The old_passwords variable changes the behaviour of password hashing that the PASSWORD function performs as well as the CREATE USER statement.

if your database configuration doesn’t use this option don’t change it. This is a deprecated variable that was useful to migrate from previous MySQL releases.

The goal of this variable is to help an application migration process from older MySQL version to newer ones. This test ensures the legacy option that allows connection from clients older than 4.1 isn’t used.

An incorrect usage of this option may degrade the security of passwords stored in the database.


Setting the old_passwords variable to "1" will allow connections from clients older than MySQL 4.1. MySQL 4.0 reached EOL at December 31, 2008. A database server shouldn’t accept connections from clients at unsupported versions.

To support those older clients the hashing method used to store passwords in the database is weak, producing 16 bytes hashes. This setting affects any client that connect to the server, including newer ones. This means that allowing connections from those older clients reduces the security of every client connection to the database server.

The first step is to investigate if any of the current clients are using an unsupported version of MySQL. Update those client versions to the most recent compatible with the server version.

After making sure all clients are up to date, change the setting to a more secure option.

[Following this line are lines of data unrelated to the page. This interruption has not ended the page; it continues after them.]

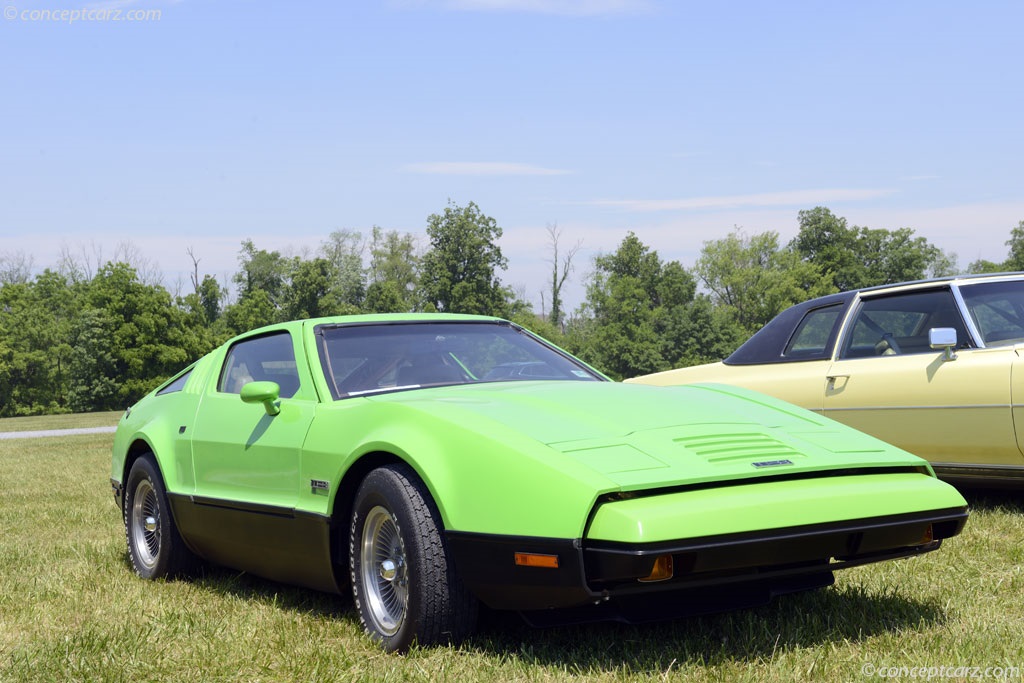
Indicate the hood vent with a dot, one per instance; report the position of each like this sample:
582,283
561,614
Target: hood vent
730,447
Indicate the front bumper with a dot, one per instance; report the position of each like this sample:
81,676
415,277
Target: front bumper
600,580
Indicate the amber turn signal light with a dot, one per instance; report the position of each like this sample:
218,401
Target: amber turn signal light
663,569
536,560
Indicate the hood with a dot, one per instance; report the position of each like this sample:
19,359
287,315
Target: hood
642,435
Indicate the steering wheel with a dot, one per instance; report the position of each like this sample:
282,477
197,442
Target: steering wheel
888,342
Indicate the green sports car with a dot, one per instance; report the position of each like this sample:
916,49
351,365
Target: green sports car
429,463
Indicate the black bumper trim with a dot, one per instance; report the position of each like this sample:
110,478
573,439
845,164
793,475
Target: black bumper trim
752,567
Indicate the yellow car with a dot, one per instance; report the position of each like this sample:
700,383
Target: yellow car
933,367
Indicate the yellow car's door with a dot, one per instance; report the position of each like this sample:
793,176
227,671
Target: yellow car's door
947,411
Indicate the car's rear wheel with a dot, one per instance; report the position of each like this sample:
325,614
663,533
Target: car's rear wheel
403,582
155,546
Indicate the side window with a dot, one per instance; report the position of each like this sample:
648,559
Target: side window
811,338
898,325
259,359
997,309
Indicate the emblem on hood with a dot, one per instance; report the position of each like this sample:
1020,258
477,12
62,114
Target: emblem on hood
771,463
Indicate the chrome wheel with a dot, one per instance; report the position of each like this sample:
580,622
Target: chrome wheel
144,523
384,568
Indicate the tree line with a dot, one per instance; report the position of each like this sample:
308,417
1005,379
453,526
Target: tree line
80,339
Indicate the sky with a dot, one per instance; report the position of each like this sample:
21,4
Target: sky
197,124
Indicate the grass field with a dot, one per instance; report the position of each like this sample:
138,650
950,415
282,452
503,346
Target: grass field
71,609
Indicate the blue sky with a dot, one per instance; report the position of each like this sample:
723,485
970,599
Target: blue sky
281,122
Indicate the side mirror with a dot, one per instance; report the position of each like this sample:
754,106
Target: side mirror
943,338
263,392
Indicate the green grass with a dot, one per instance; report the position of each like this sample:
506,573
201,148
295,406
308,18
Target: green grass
71,609
70,421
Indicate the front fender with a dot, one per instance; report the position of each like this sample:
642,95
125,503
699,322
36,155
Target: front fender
484,477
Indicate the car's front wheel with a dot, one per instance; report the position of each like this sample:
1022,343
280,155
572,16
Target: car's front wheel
403,582
155,546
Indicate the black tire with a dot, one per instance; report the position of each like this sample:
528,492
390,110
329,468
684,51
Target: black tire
403,582
155,546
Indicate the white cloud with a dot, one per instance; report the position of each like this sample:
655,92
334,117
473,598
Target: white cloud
792,198
481,168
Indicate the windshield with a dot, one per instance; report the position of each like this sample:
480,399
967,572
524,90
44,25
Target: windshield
359,359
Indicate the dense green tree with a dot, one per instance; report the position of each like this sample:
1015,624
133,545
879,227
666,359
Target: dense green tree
393,272
253,310
264,271
755,280
343,253
561,266
630,294
460,269
312,292
1015,259
36,322
129,337
856,257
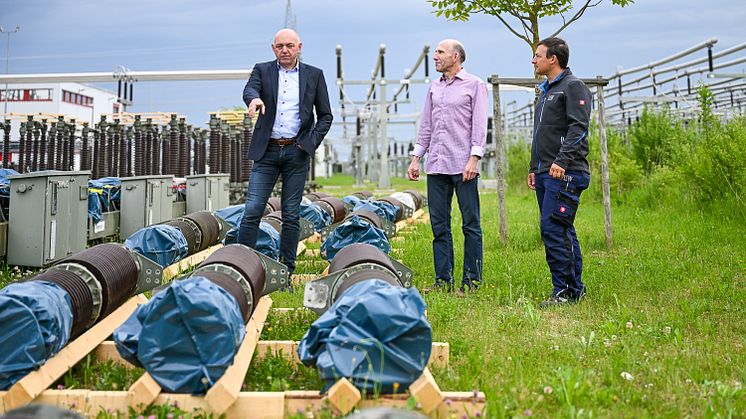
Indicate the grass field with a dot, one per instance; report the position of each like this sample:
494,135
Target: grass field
661,333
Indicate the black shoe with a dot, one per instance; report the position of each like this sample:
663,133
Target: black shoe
556,301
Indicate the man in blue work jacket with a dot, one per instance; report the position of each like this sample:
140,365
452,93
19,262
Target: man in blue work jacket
559,167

Edit the old_passwords option at the [mysqld] group in the configuration file.

Search which configuration file define the option value:

# Look every .cnf file at /etc/mysql and subdirs
grep old_passwords /etc/mysql/{,**/}*.cnf

The output of the command above will point to the culprit file:

/etc/mysql/mysql.conf.d/mysqld.cnf:old_passwords = 1

In the example above the issue is at /etc/mysql/mysql.conf.d/mysqld.cnf

Open the discovered file with your favorite text editor and replace the old_passwords value from "1" to "0" or "2":

# Ensure insecure hashing is not used
# see mysql-operous-2021-0002
old_passwords = 0  (1)
1 Available options are 0 or 2. If you use 0, the native MySQL hashing option, remove this line because it’s the default value.

Restart the database server to apply the configuration changes.

Now change the password of each user to discard the old unsafe hashes and generate new safer ones.

The SQL statement required here will vary with the MySQL version.

For 5.7 use:

ALTER USER 'username'@'hostname'
IDENTIFIED WITH mysql_native_password BY 'the-new-password';

For versions before 5.7:

SET old_passwords = 0;
UPDATE mysql.user SET plugin = 'mysql_native_password',
Password = PASSWORD('the-new-password')
WHERE (User, Host) = ('username', 'hostname');
Despite being possible to use the same password as before, consider using a new one. After all the database stored this password with a weak hash function.

The final step is to update the application configuration that connects to this MySQL server to use the new password.